Alison Laferriere, een oceanografisch ingenieur bij Raytheon BBN Technologies, zal een team biologen leiden in hun onderzoek naar pistoolgarnalen. Ondanks hun kleine gestalte zijn pistoolgarnalen een van de luidste mariene organismen die er zijn. Ze maken klakkende geluiden van zo'n 200 decibel, wat luider is dan een raketlancering. Laferriere vergelijkt ze met het knetteren van gebakken bacon. Deze geluiden leggen grote afstanden af, waardoor ze vijandige voertuigen zouden kunnen raken en dan weerkaatsen op sensoren, ongeveer zoals bij sonar. "Het biedt potentieel om zelfs de stilste voertuigen op te sporen", zegt Laferriere.
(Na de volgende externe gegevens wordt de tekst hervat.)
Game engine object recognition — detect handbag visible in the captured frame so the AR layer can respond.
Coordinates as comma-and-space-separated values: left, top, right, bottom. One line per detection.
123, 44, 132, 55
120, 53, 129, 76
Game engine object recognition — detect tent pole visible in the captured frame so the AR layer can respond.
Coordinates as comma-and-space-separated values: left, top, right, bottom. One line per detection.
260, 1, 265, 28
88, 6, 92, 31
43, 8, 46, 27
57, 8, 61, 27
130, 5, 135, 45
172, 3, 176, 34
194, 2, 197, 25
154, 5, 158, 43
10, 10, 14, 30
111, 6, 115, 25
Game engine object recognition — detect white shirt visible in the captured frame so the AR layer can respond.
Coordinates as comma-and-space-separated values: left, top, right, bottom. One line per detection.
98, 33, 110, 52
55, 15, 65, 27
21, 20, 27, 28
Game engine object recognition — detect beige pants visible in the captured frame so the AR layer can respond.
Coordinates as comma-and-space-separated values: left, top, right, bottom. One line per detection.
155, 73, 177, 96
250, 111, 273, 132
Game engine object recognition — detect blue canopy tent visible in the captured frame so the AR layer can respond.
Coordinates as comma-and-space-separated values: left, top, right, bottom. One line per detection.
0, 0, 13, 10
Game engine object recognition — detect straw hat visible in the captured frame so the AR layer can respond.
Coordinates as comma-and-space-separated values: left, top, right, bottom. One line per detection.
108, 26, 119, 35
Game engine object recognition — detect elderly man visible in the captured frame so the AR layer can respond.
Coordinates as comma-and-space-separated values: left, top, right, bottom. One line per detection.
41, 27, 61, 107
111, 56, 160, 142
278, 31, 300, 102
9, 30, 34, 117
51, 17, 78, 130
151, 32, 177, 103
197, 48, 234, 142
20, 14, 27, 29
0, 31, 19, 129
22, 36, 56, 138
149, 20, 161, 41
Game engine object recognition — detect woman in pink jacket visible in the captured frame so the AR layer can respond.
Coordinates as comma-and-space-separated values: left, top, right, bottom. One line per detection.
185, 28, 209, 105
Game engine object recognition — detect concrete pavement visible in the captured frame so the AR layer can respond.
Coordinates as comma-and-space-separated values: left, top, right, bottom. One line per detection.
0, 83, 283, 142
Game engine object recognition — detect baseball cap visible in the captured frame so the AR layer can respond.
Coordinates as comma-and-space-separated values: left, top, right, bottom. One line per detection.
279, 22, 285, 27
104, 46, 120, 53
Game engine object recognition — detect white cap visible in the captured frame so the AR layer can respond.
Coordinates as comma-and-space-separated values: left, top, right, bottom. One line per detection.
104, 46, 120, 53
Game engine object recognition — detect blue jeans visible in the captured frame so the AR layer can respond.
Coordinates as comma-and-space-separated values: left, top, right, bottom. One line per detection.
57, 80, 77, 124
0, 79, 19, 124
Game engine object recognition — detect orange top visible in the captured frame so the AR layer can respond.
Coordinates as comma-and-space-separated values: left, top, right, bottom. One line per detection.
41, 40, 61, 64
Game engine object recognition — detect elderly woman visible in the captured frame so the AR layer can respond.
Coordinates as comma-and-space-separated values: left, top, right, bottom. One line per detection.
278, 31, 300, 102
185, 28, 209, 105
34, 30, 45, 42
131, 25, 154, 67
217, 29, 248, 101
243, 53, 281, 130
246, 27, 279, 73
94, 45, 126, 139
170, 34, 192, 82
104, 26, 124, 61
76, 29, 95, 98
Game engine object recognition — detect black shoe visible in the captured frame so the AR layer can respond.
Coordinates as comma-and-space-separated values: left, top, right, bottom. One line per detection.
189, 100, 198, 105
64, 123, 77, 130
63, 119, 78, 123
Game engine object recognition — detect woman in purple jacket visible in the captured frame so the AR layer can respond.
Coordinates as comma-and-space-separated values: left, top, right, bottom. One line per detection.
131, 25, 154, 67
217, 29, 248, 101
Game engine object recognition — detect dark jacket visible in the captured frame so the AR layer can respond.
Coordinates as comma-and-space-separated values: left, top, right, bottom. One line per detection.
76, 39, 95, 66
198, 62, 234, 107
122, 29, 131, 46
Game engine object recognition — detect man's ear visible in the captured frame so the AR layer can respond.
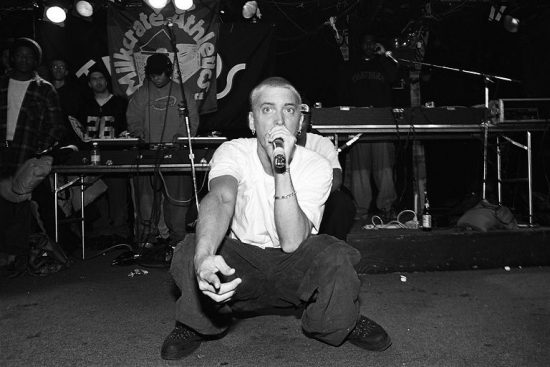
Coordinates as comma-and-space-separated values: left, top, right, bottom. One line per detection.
248, 111, 255, 131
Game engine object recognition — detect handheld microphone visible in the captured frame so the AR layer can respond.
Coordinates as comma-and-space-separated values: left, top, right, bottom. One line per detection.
272, 138, 286, 173
384, 51, 399, 64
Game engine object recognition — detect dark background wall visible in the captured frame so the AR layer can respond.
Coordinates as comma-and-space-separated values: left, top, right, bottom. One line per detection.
0, 0, 550, 220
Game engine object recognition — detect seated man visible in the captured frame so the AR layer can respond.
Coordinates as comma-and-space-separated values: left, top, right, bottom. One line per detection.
161, 78, 391, 360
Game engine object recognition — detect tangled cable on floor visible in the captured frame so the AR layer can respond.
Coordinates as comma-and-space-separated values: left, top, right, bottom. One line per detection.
362, 209, 418, 229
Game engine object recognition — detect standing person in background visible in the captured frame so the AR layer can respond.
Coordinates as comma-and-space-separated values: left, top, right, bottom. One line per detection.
50, 59, 84, 128
340, 33, 398, 220
0, 38, 64, 274
161, 77, 391, 360
296, 105, 356, 241
126, 53, 199, 252
82, 65, 130, 247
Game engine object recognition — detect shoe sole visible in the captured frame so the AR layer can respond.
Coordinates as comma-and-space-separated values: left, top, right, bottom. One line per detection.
349, 336, 392, 352
160, 340, 202, 361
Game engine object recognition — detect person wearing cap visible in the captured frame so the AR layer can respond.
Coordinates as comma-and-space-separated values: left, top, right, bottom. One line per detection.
0, 38, 64, 274
126, 53, 199, 253
81, 64, 130, 248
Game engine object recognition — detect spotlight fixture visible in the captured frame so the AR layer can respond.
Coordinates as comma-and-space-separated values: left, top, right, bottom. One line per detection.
74, 0, 94, 18
44, 5, 67, 24
174, 0, 193, 10
502, 15, 519, 33
243, 1, 262, 22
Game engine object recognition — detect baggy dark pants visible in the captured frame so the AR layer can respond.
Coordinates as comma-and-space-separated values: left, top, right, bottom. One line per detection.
170, 234, 361, 345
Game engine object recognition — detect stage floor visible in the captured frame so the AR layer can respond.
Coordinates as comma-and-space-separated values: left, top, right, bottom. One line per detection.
347, 221, 550, 273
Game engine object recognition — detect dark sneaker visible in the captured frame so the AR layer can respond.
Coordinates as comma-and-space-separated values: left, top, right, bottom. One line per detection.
160, 322, 203, 360
347, 315, 391, 352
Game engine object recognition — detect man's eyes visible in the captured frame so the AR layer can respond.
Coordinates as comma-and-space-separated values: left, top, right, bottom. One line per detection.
262, 106, 296, 115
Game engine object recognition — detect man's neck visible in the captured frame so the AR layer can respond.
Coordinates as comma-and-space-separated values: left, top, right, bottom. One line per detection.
10, 70, 34, 82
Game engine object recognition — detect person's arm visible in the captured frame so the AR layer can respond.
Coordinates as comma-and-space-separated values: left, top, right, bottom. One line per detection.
330, 168, 342, 193
115, 97, 128, 137
275, 167, 313, 253
126, 88, 148, 139
194, 175, 241, 302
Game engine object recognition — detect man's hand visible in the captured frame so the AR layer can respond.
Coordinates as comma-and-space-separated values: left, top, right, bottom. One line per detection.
195, 255, 242, 302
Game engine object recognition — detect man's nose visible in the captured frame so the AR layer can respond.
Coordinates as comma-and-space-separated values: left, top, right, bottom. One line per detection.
275, 111, 285, 125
Laferriere is enthousiast dat haar PALS-project ook zal bijdragen tot ander fundamenteel onderzoek. Naast het beluisteren van de garnaalgeluiden in de oceaan, zal haar team ook de gezondheid van de habitat en de biodiversiteit in de gaten houden. Bovendien verrichten ze volgens de onderzoekster ook baanbrekend werk, aangezien nooit eerder bestudeerd werd hoe pistoolgarnalen reageren op de aanwezigheid van een onderwatervoertuig en hoe dat het algemene geluidslandschap beïnvloedt.

Andere onderzoeksteams zullen camera's en machine learning gebruiken om nuttige patronen op te sporen in de reacties van lichtgevende organismen op onderwatervoertuigen. De wetenschappers worden verwacht hun bevindingen te publiceren in de komende jaren of toch ten minste die resultaten die niet vertrouwelijk zijn.